Now they were already out in the institute’s garden, richly planted with flowers; it was separated by a single, severely clipped hedgerow from the splendid rose garden attached to the director’s villa, where the roses were in their second bloom of the season.
Countess Auenberg thought it quite embarrassing to be using a rear entrance, no doubt to surprise the family with their arrival.
Indeed, an unsuspecting and relaxed Schuer was leaning against the railing of the upstairs terrace with an open book in his hand; he was explaining something to his whimpering son. And the lady of the house, with her garden gloves and clippers, was still gathering flowers for the festive table.
The institute’s doorman followed her with a pretty little basket, telling her something she seemed very interested in.
The two guests had arrived a few minutes sooner than expected.
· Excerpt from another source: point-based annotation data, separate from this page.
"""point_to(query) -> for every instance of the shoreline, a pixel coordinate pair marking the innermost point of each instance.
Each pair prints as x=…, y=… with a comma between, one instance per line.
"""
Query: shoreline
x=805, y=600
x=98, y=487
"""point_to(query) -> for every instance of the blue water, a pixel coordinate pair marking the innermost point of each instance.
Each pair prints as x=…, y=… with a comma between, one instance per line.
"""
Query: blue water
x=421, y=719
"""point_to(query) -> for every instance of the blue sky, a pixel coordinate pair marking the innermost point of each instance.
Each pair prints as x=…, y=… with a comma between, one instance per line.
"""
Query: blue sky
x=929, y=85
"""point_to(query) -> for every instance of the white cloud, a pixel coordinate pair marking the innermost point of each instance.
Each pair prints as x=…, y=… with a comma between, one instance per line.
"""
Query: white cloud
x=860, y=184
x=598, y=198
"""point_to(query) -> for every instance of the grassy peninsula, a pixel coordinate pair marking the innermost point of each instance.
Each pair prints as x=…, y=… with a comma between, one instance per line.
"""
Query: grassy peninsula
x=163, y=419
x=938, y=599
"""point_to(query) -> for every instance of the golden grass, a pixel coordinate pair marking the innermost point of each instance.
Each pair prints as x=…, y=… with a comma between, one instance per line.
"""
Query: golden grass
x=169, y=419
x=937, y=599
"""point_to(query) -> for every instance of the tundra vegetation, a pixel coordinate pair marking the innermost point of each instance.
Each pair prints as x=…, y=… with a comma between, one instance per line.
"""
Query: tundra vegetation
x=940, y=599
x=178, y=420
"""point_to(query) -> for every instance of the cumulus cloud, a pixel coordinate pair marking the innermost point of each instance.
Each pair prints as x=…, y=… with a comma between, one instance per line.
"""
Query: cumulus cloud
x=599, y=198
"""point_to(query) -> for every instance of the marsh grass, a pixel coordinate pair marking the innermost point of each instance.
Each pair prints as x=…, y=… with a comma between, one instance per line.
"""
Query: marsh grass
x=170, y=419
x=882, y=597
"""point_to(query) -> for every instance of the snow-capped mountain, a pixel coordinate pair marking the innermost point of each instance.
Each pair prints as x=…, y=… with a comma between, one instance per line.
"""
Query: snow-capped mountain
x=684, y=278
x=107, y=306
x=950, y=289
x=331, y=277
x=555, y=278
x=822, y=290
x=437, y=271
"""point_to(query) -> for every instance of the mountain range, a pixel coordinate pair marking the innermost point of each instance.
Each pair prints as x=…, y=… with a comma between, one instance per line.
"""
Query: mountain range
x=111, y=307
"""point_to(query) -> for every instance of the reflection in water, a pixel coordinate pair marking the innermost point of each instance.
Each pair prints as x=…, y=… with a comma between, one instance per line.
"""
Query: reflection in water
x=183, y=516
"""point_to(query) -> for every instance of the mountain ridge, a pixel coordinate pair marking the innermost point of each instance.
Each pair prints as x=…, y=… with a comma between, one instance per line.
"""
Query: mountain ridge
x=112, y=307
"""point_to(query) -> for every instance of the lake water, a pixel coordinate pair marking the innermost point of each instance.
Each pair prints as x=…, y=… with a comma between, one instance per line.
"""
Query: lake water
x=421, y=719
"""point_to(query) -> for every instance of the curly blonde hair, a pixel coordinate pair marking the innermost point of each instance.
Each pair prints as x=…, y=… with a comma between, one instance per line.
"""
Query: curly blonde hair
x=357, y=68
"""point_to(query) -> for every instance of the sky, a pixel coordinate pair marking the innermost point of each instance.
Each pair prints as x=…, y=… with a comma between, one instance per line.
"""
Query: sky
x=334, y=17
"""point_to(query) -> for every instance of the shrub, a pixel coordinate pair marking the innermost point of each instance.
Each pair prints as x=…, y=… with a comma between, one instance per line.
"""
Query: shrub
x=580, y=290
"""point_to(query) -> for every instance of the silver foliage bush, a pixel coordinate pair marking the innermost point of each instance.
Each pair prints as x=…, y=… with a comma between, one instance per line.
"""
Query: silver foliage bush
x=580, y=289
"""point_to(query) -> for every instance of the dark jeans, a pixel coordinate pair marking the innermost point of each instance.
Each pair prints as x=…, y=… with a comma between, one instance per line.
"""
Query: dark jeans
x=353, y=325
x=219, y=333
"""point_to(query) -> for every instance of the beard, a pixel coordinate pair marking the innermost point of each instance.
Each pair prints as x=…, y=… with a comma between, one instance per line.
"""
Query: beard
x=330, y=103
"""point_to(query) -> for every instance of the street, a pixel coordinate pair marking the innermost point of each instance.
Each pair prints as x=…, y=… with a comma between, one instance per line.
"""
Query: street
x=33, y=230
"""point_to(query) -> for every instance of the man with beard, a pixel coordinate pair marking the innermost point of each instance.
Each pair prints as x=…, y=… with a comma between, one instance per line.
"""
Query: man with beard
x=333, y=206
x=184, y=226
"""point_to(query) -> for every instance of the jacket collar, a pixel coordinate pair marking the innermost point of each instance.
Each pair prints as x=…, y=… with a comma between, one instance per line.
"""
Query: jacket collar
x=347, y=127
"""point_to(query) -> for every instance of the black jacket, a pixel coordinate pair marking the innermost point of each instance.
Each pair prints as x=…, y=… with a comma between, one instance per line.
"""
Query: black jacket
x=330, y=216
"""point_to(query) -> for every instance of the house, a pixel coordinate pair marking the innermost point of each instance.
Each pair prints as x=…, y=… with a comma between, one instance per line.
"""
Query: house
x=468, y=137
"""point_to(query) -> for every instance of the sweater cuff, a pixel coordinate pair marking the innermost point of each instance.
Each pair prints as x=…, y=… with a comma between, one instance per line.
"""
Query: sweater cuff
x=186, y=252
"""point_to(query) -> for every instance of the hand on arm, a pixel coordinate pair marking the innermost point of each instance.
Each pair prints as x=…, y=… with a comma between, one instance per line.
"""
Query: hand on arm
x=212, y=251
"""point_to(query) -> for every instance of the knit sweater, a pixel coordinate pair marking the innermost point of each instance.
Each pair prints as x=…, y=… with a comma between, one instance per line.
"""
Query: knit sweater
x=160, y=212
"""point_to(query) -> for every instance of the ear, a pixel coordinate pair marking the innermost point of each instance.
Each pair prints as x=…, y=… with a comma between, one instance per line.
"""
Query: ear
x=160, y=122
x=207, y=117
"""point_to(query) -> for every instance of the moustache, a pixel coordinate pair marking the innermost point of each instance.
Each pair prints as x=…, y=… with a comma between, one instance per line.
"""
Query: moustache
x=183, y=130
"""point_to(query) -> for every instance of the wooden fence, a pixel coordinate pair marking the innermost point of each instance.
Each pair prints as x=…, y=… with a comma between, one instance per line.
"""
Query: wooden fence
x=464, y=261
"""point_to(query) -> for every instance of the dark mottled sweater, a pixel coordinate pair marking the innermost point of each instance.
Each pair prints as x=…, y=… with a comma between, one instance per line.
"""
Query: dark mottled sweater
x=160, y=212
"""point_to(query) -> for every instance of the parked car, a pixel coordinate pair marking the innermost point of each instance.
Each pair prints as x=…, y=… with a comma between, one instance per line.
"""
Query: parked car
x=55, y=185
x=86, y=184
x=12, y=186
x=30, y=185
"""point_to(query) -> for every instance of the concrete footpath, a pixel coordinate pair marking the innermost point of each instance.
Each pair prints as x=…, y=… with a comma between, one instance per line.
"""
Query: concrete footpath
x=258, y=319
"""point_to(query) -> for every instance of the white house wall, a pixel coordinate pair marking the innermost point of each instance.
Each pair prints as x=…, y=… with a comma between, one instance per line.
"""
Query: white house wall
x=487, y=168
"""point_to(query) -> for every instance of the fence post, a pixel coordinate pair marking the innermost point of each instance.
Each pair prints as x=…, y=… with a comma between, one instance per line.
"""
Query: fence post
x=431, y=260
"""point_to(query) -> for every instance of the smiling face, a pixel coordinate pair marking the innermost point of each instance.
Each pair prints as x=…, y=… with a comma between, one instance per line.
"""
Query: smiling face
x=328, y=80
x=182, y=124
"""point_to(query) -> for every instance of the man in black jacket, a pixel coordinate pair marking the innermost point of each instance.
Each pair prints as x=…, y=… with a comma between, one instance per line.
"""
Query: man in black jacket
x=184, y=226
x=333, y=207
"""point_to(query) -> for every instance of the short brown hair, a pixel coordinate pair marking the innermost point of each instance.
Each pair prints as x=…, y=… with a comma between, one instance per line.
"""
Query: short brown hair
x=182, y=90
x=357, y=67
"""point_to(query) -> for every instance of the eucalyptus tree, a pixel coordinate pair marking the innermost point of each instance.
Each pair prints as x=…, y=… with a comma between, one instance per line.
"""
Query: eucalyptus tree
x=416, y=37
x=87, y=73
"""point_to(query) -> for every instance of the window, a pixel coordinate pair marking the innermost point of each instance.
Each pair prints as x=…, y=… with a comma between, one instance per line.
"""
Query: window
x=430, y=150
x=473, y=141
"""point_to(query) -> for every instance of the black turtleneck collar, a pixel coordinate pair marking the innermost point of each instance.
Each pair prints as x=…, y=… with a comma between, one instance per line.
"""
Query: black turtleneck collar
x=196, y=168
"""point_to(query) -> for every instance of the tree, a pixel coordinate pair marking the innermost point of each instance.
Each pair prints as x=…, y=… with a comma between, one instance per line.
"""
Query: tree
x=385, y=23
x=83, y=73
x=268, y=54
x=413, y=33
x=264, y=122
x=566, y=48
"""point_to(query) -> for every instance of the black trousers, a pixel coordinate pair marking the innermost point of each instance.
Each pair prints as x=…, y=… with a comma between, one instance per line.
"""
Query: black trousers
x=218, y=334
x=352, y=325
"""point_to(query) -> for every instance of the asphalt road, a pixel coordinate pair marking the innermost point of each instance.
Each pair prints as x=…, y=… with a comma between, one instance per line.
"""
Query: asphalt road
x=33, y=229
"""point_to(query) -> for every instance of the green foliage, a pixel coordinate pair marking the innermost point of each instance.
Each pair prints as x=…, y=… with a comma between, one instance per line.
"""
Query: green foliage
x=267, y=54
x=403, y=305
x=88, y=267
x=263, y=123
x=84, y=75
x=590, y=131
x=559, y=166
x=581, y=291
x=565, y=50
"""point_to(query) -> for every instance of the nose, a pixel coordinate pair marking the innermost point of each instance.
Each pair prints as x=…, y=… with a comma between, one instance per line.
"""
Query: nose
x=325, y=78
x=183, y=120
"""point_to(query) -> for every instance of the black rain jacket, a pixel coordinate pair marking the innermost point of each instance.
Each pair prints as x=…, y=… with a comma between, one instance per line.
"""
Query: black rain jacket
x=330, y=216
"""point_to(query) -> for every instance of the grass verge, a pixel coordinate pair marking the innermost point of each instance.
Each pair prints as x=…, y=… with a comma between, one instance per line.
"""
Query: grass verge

And after they got everything nicely sorted out and were in the salon Baroness Erika introduced to the countess the twelve-year-old Siegfried, the ten-year-old Sieglinde, and the six-year-old Ortrud, they all hurried into the dining room to sort and then tastefully arrange the flowers in small vases and bowls; since the countess took a very active part in this, Karla Baroness von Thum zu Wolkenstein found an opportunity to take her boss aside and tell him about the person of her young lady friend. He had to know that he would be chatting not with any old Hungarian countess, there should be no misunderstanding or mistake of any kind in this matter. She was a guest of the state, received at the highest echelons, and within a few months she would be a queen.
Without further ado they sat down at the table.
No More Time
She was walking ahead of me and I followed her. As if she didn’t hear it. I felt disgust and hatred. And envy and admiration that she could do something like that. And I was the miserable wretch she could do it to.